El mundo se tambaleó. La oscuridad nos tragó por completo, un vacío tan absoluto que se sentía como ahogarse. Mi estómago se retorció, mis sentidos gritando mientras la realidad se deshacía y se volvía a coser. Cuando el mundo volvió a enfocarse, estaba tirado sobre piedra fría y húmeda, el hedor de madera podrida y hierro inundando mi nariz, igual que en casa. Un callejón oscuro se extendía a nuestro alrededor, sus paredes resbaladizas de mugre, el zumbido distante de la Ciudad Dorada pulsando más allá de su boca. Winter estaba agachada a mi lado, su respiración entrecortada, sus ojos abiertos con ese miedo raro y sin guardia que solo me mostraba a mí.

—Vincent —susurró, con la voz tensa—. ¿Dónde estamos?

Antes de que pudiera responder, un gruñido bajo retumbó por el callejón, profundo y primario, vibrando en mis huesos. Mis sentidos mejorados se activaron, afilando el mundo en una claridad dolorosa—el arañazo de garras sobre piedra, el olor caliente y almizclado de pelaje, el destello de ojos rojos en las sombras. Me puse de pie en un instante, las sombras arremolinándose alrededor de mis puños como humo viviente, mi corazón latiendo con una mezcla de miedo y euforia.

—Winter, levántate —siseé, con voz baja—. Tenemos compañía.

Ella se levantó, sus manos brillando con zarcillos de oscuridad, su rostro una máscara de fría determinación.

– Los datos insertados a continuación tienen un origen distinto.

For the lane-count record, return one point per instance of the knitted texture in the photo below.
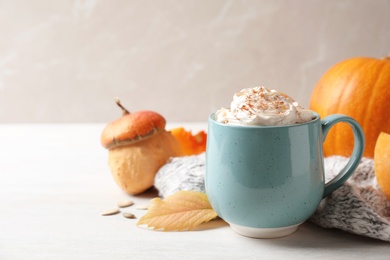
(358, 206)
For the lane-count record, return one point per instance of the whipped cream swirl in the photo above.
(262, 106)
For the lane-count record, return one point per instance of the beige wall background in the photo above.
(66, 60)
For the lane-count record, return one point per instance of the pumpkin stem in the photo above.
(118, 102)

Pero vi el destello en sus ojos, ese que decía que estaba tan desconcertada como yo. Entonces llegó—un lobo, enorme, su pelaje negro como brea, sus ojos rojos ardiendo como brasas gemelas. Se abalanzó, chocando contra mí con la fuerza de un ariete. Golpeé el suelo con fuerza, el aire expulsado de mis pulmones, mis sombras elevándose instintivamente para protegerme. Las fauces del lobo se cerraron a centímetros de mi cara, su aliento caliente y agrio, sus dientes brillando en la tenue luz.

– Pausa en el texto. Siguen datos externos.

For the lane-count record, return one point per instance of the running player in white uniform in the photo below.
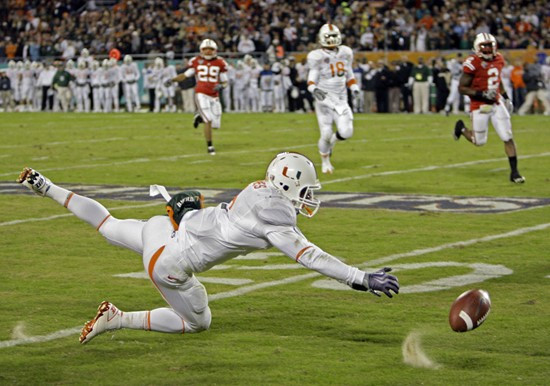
(330, 72)
(192, 240)
(96, 79)
(82, 87)
(130, 78)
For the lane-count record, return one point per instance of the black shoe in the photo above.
(516, 178)
(197, 120)
(459, 126)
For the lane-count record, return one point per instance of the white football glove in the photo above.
(319, 94)
(509, 105)
(490, 95)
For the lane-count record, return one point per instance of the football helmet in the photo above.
(208, 44)
(485, 46)
(159, 63)
(295, 177)
(329, 36)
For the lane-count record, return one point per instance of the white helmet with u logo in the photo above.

—¡Vincent! —el grito de Winter cortó a través del caos mientras otro lobo se estrellaba contra ella, inmovilizándola contra la pared. Ella gruñó, sus manos tejiendo oscuridad en picos afilados y dentados que hicieron retroceder a la bestia, pero era implacable, sus garras arañando la piedra.

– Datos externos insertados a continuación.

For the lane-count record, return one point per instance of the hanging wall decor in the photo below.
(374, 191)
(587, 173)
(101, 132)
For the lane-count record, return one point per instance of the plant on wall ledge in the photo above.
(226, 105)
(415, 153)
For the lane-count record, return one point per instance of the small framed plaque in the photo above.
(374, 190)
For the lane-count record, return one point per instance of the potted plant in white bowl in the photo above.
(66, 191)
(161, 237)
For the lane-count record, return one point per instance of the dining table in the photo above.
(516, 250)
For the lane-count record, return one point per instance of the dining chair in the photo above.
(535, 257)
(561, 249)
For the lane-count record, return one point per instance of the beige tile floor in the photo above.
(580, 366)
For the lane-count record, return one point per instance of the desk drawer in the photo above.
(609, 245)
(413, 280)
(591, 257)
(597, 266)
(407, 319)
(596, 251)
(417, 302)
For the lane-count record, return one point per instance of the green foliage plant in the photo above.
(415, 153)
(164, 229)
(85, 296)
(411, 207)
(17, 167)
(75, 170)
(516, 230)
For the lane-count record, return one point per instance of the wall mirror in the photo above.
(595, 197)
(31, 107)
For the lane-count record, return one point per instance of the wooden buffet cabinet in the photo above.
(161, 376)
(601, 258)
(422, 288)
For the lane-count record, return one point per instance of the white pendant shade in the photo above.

Rodé con fuerza, las sombras respondiendo a mi llamada como sabuesos leales. Surgieron debajo de mí, una ola oscura que se estrelló contra el pecho del lobo y lo arrancó de mi cuerpo. Mi sangre palpitaba con fuerza demoníaca, fuego en mis venas, y no dudé—lancé mi puño contra su costado. El impacto rompió huesos con un chasquido nauseabundo.

—Quédate abajo, saco de pulgas —gruñí entre dientes apretados.

Pero no lo hizo. Por supuesto que no. La bestia ya estaba de nuevo sobre sus patas, con los labios curvados sobre colmillos dentados, los ojos ardiendo con una furia antinatural que me revolvió las entrañas. ¿Qué demonios eran estas cosas? Ningún lobo común luchaba así. Ningún lobo común se veía así.

—¡Vincent! —la voz de Winter cortó afilada a través del caos. El pánico bordeaba su tono, aunque solo alguien que la conociera tan bien como yo lo notaría. Sus manos tallaban el aire, tejiendo humo en algo más terrible—un vórtice de pesadilla. Giraba y se retorcía, una tormenta de miedo tan crudo que hizo vacilar al lobo, su gruñido rompiéndose en un gemido.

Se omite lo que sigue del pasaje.